Calculating inverse phi is less straight forward – at least as far as I know. There may be a more formulaic way to do it that I don’t know of. I’ll show the inverse phis I know and how they are derived, which should hopefully help if you need others.

x

Firstly, the inverse phi of x is just x. That’s an easy one.

x squared

Next up is the inverse phi of x squared. We know what phi of x squared is from the last section, so let’s start with that. $\Phi x^2 = x^2 - x$

Since x is the same as the phi of x, we can replace the last term with phi of x. $\Phi x^2 = x^2 - \Phi x$

Now let’s get the naked x squared term on the left side, and all the phi terms on the right side. $x^2 = \Phi x^2 + \Phi x$

Lastly, we’ll left multiply both sides by inverse phi, and we are done! $\Phi^{-1} x^2 = x^2 + x$

x cubed $\Phi x^3 = x^3 - 3x^2 + 2x$

Let’s turn $2x$ into $3x-x$. $\Phi x^3 = x^3 - 3x^2 + 3x - x$

Next we factor -3 out of the middle two terms. $\Phi x^3 = x^3 - 3(x^2 - x) - x$

The middle term is 3 times phi of x squared, so we can replace it with that. The -x on the end outside of the parens is also just negative phi of x so we’ll replace that too. $\Phi x^3 = x^3 - 3 \Phi x^2 - \Phi x$

Like last time, let’s get the phi terms on the right and the non phi term on the left. $x^3 = \Phi x^3 + 3 \Phi x^2 + \Phi x$

And again like last time, we can now left multiply by inverse phi to finish! $\Phi^{-1} x^3 = x^3 + 3 x^2 + x$

## Cheet Sheet

Here is a table of phi and inverse phi transforms.
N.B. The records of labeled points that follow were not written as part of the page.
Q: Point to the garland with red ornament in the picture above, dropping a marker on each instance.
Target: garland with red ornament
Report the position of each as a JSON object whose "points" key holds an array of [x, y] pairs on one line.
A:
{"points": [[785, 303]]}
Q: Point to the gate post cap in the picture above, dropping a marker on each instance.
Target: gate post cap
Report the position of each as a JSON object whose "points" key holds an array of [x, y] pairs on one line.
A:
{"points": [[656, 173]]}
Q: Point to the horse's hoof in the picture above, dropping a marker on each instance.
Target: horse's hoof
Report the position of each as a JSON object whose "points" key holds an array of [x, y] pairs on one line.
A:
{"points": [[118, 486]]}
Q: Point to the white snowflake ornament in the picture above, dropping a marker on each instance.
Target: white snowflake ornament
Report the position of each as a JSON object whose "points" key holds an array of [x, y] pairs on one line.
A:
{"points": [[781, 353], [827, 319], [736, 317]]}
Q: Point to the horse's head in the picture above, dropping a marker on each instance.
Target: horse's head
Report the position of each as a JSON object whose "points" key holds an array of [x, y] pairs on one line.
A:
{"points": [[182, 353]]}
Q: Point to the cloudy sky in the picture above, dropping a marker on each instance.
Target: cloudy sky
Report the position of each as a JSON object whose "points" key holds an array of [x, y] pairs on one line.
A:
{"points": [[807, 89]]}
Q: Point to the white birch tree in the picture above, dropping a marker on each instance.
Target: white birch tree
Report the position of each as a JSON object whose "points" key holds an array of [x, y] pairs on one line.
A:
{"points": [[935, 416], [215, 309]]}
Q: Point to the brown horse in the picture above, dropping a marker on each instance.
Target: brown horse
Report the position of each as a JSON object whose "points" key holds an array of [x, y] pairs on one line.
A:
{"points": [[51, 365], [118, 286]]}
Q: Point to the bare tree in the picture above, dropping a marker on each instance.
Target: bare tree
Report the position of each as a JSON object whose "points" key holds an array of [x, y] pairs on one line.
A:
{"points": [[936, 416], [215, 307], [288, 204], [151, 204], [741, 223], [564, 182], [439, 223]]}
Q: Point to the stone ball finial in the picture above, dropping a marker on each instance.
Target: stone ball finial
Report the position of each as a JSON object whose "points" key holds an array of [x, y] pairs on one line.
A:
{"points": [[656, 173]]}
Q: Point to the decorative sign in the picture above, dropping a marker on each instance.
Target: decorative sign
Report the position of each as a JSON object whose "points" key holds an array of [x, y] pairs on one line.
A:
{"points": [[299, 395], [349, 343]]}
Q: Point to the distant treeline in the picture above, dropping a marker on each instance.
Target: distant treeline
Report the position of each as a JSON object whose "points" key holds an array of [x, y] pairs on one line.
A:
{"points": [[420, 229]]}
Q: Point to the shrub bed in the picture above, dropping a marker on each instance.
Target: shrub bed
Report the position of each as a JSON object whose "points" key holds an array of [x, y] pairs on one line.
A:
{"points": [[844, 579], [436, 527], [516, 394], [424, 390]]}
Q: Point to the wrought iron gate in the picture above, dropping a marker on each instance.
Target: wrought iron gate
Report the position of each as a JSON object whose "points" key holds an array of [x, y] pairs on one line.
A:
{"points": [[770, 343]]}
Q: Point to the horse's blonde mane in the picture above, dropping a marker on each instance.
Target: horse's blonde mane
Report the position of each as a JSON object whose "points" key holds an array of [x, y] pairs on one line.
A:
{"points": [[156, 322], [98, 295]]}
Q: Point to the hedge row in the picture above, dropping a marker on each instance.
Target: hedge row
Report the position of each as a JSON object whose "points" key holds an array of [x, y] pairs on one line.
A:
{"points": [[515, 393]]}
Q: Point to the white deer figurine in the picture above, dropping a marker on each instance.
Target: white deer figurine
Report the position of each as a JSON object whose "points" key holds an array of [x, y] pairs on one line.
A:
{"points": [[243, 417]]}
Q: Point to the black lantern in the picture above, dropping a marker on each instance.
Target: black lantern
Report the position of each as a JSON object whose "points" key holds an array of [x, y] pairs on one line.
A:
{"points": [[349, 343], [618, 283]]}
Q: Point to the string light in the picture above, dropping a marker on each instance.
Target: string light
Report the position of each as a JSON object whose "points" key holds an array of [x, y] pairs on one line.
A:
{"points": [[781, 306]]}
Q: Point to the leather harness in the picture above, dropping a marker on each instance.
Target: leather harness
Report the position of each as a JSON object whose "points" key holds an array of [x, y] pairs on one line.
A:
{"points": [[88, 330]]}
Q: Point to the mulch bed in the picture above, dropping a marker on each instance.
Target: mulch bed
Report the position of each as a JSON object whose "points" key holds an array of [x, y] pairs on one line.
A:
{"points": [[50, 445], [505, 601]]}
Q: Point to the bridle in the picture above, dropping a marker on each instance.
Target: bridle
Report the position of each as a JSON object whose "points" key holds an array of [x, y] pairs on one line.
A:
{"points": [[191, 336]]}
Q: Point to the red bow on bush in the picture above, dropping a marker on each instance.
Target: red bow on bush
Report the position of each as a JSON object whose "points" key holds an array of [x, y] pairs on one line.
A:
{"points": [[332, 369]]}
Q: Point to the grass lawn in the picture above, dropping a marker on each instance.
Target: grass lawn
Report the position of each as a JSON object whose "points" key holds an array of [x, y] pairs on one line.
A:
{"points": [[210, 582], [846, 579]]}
The coefficients on the polynomials made from powers of x are the Stirling numbers. Phi relates to signed Stirling numbers of the first kind, and inverse phi relates to unsigned Stirling numbers of the second kind. That fact helps if you need to work with higher powers of x.

## Example 1: f(x) = x

Let’s use what we know to come up with a function $g(x)$ which sums all integers from 0 to x-1.

Our recipe for making g from f starts out like this: $g(x) = \Phi \int \Phi^{-1} f(x) dx$

Our function is just $f(x) = x$, so we start at: $g(x) = \Phi \int (\Phi^{-1} x) dx$

The inverse phi of x is just x. $g(x) = \Phi \int (x) dx$

Integrating x gives us one half x squared. We can move the half outside of the phi. $g(x) = \frac{1}{2} \Phi x^2$

We know the phi of x squared so we can plug it in and be done! $g(x) = \frac{1}{2}(x^2 - x)$

If we plug in 1 to get the sum of all integers from 0 to 0, we get 0.

If we plug in 2 to get the sum of all integers from 0 to 1, we get 1. That is 0 + 1.

Plugging in 3 for summing 0 to 2, we get 3. That is 0 + 1 + 2.

Plugging in 4 gives us 6. That is 0 + 1 + 2 + 3.

Plugging in 5 gives us 10. 10 gives us 45. 100 gives us 4950. 200 gives us 19900. Plugging in a million gives us 499,999,500,000!

If we wanted to sum the integers between 5 and 9, we can do that too! We subtract g(5) from g(10), which is 45-10 or 35. That is 5+6+7+8+9.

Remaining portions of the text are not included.